Frequently update passwords
- Pro: Even if hackers obtain your password, it will become useless once you change it.
- Con: Even if hackers obtain your password, they can immediately change it before you have the chance. Plus, you’re more likely to forget passwords by routinely changing them.
Unique passwords for different websites
- Pro: Prevents hackers from easily accessing all of your online accounts if you use one or a few passwords.
- Con: Depending on how many accounts you’ve registered for, creating a unique password for every single account and remembering each one can be difficult.
Passwords with C#@ra(+3r$!
- Pro: Adding numbers, characters, and symbols increase the possible combinations and decrease the simplicity of 123456 or passw0rd. Some people use online password generators, which is okay because the website doesn’t know how or if you use it.
- Con: Complex passwords are so unusual that they’re often saved elsewhere, listed in word processor or spreadsheet document.
The Pro these “tips” share: Password strength. Password cracking and brute-force attacks are less effective and more difficult with a variety of strong passwords compared to any use of abc123, password1, and 654321.

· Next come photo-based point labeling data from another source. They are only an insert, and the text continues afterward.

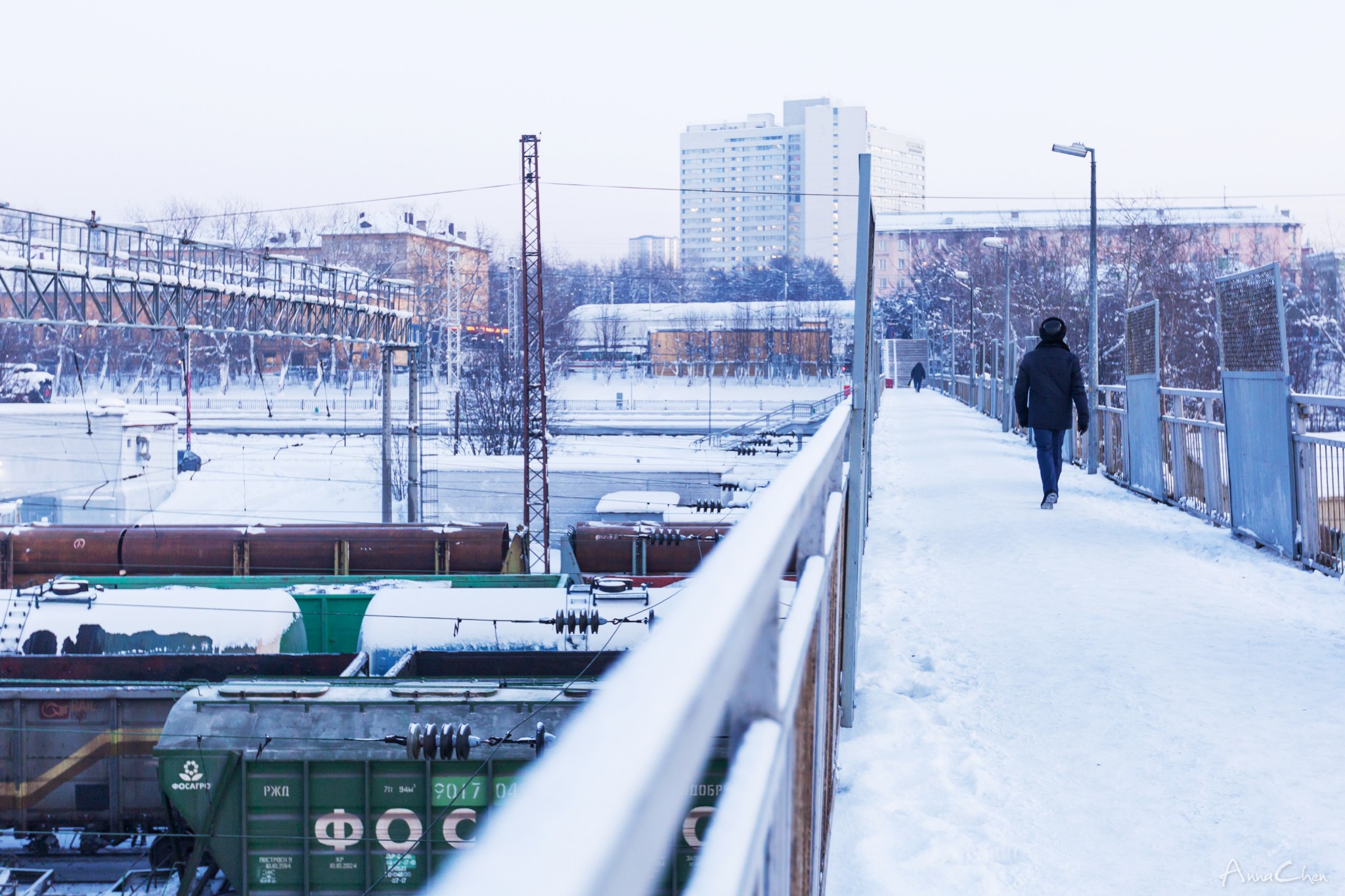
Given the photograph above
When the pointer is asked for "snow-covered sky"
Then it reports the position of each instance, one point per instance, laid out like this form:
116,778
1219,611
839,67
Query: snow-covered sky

The Con these “tips” share: Password inventory. The more you update your passwords… The more passwords you have… The more creative and bizarre your passwords are… The less likely you’ll remember them. To overcome this obstacle, people store their credentials in a word processor or spreadsheet document. One intrusion and those passwords lose the security they were meant to keep.
Suggestions for Creating a Strong Password
In an effort to rid the world of weak passwords, we hope you get inspired for a new password beyond consecutive letters and numbers. You can always use a mixture if your ideas are on the shorter side, such as LeoTea or BlueCher. Again, Telecom Listings cannot promise and will not guarantee that these ideas will prevent anything; we simply want to discourage the use of the top 49 passwords.
- Use a family member or friend instead of yourself
- Astrological sign or Zodiac symbol
- Beverage, flavor, or scent
- Color or pattern
- Last name of: actor, artist, athlete, author, designer, fictional character
- Use dates that you shouldn’t forget but always do
- Phone number digits (first three; last four; area code of another city)
- Enter at the beginning (0229abc instead of abc0229) or in the middle (Leo0229Tea)
- Bookend dates (02abc29 for February 29)
You can only do so much, so do what you can
The Reality: If a hacker wants LinkedIn’s database and succeeds, you can’t prevent it because the servers and information belong to LinkedIn. What you can prevent is your own servers, database, and information.